【R18】お猫様のお気に召すまま

環名

文字の大きさ
上 下
62 / 73
【5】重なる想い

6.蜜月①**

しおりを挟む
「キアラ、どうかした? …挙動不審」
 かちこちになったキアラの上に、笑みを含んだご主人様の声が降ってくる。
 ご主人様の顔も笑みを堪えているように見えて、キアラは元々の羞恥に更に羞恥が重なって取り乱した。
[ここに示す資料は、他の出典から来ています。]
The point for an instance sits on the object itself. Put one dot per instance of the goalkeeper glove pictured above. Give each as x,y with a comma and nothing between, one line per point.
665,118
「だ、だって、ご主人様が、裸です。 どこを見ていいか、わかりません」
 あたふたとしたキアラに、ご主人様は怒った様子もなく、即座に提案をしてくれる。
「じゃあ、抱っこした方がいい?」
 この辺の発言は、ご主人様のおおらかさと、柔軟さの表れだと思う。
 キアラはそんなところも大好きなのだが、その提案にキアラは頷くことができなかった。

「や、です…。 ご主人様が見えないの、いやです」
 もごもごと、キアラがキアラなりの理由を披露すると、ご主人様はふっと吹き出した。
「我儘だなぁ、キアラ」


 キアラのことを我儘だと言いつつも、ご主人様に怒った様子はない。
 ご主人様はキアラを下敷きにしていて、キアラもご主人様もお互いに裸。
 ご主人様の男性の象徴は興奮状態のままなのに、キアラの準備をしてくれている最中なのだ。
 気の長いところも、ご主人様のいいところだと思う。


 ご主人様に怒った様子ではないけれど、果たして本当にそうかはわからない。
 だから、念のため、とキアラはご主人様に、尋ねる。
「我儘なキアラは、お嫌ですか…?」
 上目遣いにご主人様を見れば、ご主人様は笑ってくれた。
「ううん、可愛い」


 可愛い、という言葉に、キアラは目を丸くする。
 くすぐったいけれど、嬉しくて、キアラが微笑むと、ご主人様も安堵したような表情になった。
「やっと笑ってくれた。 さわりっこしてるときと一緒。 緊張しなくて大丈夫」
 ご主人様は、キアラの上に覆いかぶさるようになったまま、キアラの顔を両手で挟むようにしてふにふにと撫でてくれる。
 そして、キアラの緊張を解くように、何度も何度も角度を変えてキアラの唇に優しいキスをくれるのだ。
 いつもの、さわりっこをするときよりも、ご主人様の動きが慎重なことは、キアラでもわかった。


「にゃ!」
 気持ちのいいところに触れられて、キアラが甲高い声を上げる度に、ご主人様は宥めるようにキアラの額にキスをくれる。


「いや? やめる?」
 キアラは、気持ちがよくて声が出るだけなのに、ご主人様はそんなふうに尋ねてくるのだ。
 まるで、確かめるよう、というか、証拠が欲しいのかもしれない。
 キアラの了承を取って、ひとつひとつ進んでいるのだと、キアラに理解してほしいのかもしれない、と思って、キアラは首を横に振る。
「やめない、です…」
 キアラがそう返事をする度に、ご主人様は安堵したように、嬉しそうに微笑んでくれる。
「うん、可愛い。 いい子」


 ちゅっと一度唇にキスをくれると、ご主人様はキアラに添い寝をするように寄り添って、ごそごそとキアラの身体の下に腕を回す。
 ご主人様が先ほどまで熱心に舐めしゃぶっていて、ぷっくりと膨らんだキアラの胸の先を、今度は指先でくにくにといじりはじめた。


「んん」
 大きな声が出ないように、キアラはぎゅっと目を瞑ってきゅっと唇を噛む。


 ご主人様は、キアラの気持ちいいところなんて知り尽くしているから、キアラの猫の耳をかぷかぷと食み、舌先でなぞり始めるのだ。
 毛が口に入るから止めてほしいとキアラはご主人様に言ったのに、ご主人様はキアラの耳を舐めるのがお好きらしい。
 困ったことであるとは思いながらも、キアラも気持ちいいので結局有耶無耶になっている。


「こっちも、指、増やしていいね」
 ご主人様の、キアラの胸の先をいじっていないほうの手が、キアラの脚の間にそっと触れた。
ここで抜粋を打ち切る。